Tunisie

Lutte contre la pollution sonore : droit fondamental et devoir.

L’éradication de la pollution sonore est une mission que tous les Tunisiens se doivent d’assumer pleinement et volontairement. Les gérants des salles des fêtes sont tenus de faire respecter les lois en vigueur et de refuser les tentatives de diffuser de la musique au-delà de l’heure que permet l’autorisation accordée par la municipalité.

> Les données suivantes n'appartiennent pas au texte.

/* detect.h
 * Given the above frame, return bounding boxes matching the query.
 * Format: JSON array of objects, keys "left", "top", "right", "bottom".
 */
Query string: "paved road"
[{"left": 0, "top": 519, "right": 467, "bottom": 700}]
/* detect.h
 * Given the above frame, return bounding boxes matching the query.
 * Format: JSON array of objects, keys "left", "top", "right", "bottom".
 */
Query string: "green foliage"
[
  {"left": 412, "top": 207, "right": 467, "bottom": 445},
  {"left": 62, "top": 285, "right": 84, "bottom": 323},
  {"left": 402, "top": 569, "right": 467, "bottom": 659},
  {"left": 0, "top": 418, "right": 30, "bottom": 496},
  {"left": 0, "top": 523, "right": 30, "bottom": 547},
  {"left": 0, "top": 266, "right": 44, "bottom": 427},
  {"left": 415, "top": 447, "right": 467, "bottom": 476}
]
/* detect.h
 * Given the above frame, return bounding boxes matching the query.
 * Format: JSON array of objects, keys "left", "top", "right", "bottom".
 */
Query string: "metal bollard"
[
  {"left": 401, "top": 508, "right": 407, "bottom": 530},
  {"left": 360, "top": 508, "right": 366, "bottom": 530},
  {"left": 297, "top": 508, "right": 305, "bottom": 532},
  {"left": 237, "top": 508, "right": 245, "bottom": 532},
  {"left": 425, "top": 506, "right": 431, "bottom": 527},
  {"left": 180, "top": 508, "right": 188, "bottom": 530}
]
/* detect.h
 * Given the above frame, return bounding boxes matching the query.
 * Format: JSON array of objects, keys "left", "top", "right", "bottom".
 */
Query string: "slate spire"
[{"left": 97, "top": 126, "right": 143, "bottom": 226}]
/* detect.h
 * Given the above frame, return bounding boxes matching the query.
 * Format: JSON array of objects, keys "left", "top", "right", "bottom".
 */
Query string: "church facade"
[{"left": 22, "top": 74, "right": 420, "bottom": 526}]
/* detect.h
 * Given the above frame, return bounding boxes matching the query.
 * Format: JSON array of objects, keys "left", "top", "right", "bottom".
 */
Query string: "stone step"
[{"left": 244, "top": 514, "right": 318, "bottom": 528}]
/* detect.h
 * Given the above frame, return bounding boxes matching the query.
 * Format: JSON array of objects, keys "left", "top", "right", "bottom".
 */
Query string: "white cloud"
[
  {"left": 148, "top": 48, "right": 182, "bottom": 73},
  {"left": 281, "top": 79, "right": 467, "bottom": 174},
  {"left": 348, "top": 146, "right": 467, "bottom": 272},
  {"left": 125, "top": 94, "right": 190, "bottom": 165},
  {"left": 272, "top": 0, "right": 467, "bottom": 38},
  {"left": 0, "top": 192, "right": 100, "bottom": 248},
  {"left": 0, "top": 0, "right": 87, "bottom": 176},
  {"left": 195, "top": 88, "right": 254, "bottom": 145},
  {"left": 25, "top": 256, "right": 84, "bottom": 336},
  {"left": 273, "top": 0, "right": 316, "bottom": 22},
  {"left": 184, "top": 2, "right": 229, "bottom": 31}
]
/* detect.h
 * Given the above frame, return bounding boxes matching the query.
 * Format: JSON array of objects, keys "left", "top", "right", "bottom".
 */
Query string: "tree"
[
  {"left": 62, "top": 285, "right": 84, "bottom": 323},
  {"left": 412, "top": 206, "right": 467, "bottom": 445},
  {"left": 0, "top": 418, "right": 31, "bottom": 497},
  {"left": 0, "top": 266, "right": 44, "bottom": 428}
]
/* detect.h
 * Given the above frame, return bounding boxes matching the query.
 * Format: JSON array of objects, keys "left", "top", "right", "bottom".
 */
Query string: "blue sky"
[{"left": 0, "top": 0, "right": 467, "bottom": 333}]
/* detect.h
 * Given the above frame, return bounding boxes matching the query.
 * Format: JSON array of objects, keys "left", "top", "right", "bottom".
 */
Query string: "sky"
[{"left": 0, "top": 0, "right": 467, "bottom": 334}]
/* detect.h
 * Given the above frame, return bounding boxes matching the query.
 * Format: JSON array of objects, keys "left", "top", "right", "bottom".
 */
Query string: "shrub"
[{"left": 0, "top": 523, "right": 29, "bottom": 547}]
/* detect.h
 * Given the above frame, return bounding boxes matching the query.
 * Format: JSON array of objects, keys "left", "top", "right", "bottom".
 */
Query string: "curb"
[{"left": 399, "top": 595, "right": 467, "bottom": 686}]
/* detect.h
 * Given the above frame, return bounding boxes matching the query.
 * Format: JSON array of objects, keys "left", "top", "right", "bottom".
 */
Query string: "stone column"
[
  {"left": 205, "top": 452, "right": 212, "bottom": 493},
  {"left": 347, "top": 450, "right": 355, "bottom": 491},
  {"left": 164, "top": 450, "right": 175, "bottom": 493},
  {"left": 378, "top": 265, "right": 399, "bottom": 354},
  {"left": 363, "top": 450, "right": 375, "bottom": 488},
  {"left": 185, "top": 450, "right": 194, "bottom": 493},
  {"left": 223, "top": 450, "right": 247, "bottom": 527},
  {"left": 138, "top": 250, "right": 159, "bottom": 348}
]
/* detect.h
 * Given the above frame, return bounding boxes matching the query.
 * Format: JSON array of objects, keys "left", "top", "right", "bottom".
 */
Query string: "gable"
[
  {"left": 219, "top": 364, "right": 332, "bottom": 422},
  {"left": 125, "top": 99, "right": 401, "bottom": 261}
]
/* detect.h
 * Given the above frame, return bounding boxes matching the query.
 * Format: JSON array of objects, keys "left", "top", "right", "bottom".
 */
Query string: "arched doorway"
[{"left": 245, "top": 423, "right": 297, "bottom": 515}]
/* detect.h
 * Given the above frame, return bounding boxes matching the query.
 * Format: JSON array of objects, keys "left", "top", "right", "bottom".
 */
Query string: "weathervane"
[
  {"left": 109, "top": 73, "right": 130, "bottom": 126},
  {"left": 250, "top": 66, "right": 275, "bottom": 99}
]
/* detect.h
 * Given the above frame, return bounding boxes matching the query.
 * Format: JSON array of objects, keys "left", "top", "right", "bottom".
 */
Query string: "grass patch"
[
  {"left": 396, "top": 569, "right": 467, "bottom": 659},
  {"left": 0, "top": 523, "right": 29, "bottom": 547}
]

Il incombe à tous les Tunisiens d’assumer avec sérieux et de manière volontaire une mission essentielle : éradiquer la pollution sonore qui rend les mois d’été insupportables.

L’été est en effet la saison privilégiée pour les cérémonies de mariage, qui génèrent souvent un bruit assourdissant, que ce soit au sein des foyers, dans les salles de mariage, sur les terrasses des appartements, ou dans les rues où se déroulent chants et danses jusqu’à l’aube. Malgré les lois interdisant l’utilisation excessive de micros bruyants, ainsi que le non-respect des règles de bon voisinage et de la considération due aux personnes âgées et malades, la situation persiste.

La célébration du bonheur de deux amoureux est légitime, mais elle ne doit jamais se faire au détriment de la tranquillité des autres. Selon la tradition islamique, il est recommandé, voire expressément ordonné, de respecter la paix de son voisin.

Les responsables des salles de mariage doivent veiller à l’application des lois et refuser toute tentative de diffuser de la musique au-delà des horaires autorisés par la municipalité. Même si, parfois, chanteurs et musiciens cèdent face à des pressions ou à des promesses financières de ceux qui semblent au-dessus des lois, cette situation doit cesser.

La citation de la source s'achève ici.